DECEMBER 11TH, SAINT DAMASUS I., POPE AND CONFESSOR;

Commemoration of the Advent Feria

Month in honor of the Nativity of OLJC.

Damasus was a Spaniard, a man of eminence and of great learning in the Scriptures, (and was elected to the Chair of Peter in the year of our Lord 366) he convoked the First Council of Constantinople, wherein he crushed the wicked heresy of Eunomius and Macedonius. He confirmed the condemnation of the Assembly, at Rimini, which condemnation had already been pronounced by Liberius. This Assembly of Rimini was that in which, to use the language of St.
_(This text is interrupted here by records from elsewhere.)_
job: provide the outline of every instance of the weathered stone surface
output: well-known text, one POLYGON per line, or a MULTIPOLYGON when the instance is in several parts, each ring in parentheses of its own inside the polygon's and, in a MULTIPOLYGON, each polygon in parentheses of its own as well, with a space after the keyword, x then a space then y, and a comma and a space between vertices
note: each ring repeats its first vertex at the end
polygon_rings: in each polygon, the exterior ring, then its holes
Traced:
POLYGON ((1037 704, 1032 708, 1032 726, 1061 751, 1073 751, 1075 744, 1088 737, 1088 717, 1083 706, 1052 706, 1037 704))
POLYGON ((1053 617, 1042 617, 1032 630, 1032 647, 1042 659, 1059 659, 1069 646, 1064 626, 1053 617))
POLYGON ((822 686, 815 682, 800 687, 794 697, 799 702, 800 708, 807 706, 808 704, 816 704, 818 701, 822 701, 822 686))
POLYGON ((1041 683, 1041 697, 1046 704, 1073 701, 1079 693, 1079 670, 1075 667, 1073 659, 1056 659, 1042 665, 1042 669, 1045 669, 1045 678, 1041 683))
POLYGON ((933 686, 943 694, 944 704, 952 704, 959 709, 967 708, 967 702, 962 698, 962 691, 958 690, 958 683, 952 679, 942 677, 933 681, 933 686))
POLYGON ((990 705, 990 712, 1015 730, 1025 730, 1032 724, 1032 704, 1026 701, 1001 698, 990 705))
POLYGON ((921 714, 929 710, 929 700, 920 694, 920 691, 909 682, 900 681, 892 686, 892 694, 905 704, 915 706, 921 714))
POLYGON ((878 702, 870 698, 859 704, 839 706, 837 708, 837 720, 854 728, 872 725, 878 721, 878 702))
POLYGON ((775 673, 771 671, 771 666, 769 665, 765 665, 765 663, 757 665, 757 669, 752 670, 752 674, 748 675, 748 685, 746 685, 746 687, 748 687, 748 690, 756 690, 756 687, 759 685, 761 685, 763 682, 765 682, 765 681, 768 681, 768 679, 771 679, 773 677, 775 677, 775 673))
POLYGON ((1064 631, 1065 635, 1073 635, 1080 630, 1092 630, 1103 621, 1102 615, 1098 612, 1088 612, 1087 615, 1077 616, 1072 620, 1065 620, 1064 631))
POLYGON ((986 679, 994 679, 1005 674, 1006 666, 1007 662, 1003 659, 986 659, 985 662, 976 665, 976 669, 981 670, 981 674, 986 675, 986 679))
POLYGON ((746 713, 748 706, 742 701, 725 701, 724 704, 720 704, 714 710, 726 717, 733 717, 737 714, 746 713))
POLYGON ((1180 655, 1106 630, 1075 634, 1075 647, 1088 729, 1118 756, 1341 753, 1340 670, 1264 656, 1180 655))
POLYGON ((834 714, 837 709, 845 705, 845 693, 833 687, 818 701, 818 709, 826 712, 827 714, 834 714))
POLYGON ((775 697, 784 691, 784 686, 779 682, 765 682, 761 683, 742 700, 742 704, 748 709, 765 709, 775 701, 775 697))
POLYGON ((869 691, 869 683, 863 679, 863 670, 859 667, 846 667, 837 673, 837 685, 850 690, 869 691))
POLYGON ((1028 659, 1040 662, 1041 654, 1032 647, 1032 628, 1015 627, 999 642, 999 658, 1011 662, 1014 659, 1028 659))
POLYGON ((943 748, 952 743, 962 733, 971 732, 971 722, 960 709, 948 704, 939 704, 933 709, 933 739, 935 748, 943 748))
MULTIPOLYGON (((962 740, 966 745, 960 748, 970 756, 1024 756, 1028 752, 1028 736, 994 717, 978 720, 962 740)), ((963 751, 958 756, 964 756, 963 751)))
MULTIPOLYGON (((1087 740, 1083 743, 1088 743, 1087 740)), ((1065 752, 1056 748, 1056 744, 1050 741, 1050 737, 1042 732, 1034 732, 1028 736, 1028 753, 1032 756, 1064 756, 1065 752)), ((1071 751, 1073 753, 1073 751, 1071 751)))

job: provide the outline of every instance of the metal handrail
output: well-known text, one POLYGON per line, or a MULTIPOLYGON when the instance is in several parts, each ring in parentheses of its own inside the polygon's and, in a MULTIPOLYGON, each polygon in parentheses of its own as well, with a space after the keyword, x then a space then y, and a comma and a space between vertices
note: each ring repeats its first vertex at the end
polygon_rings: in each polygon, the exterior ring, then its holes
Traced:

Jerome, Valens and Ursacius brought it about through trickery that the Faith of Nicea was abrogated by mob law, and the world afterwards groaned in amazement to find itself Arian. This Pope built two Basilicas, first, St. Lawrence's, near Pompey's Theatre, which he magnificently enriched, and endowed with houses and farms; and, secondly, another, over the Catacombs on the Road to Ardea. He also consecrated the Platonia, where the bodies of St. Peter and St. Paul lay for some time, and decorated it with elegant inscriptions in poetry composed by himself. He wrote on the subject of virginity both in prose and verse, and likewise many other poems on various subjects. He ordained that false accusers should be punished for the offences which they had falsely laid to the charge of their neighbours. He established the usage, which already prevailed in many churches, of singing the Psalms, both by day and by night, by alternate choirs, and of adding at the end of each Psalm the words, Glory be to the Father, and to the Son, and to the Holy Ghost. It was at his command that St. Jerome revised the translation of the New Testament to accord with the Greek text. He ruled the Church for seventeen years, two months, and twenty-six days. He held five Advent ordinations, wherein he ordained thirty-one Priests, eleven Deacons, and sixty-two Bishops for diverse Sees. At length he fell asleep in the Lord, in the reign of Theodosius the Elder, upon the 10th day of December, in the year 384, being aged nearly eighty years, and full of righteousness, truth, and judgment. He was buried beside his mother and sister in the Church which he had himself founded on the Road to Ardea. His reliques were afterwards taken to the Basilica of St. Lawrence, which is thence sometimes called San Lorenzo in Damaso.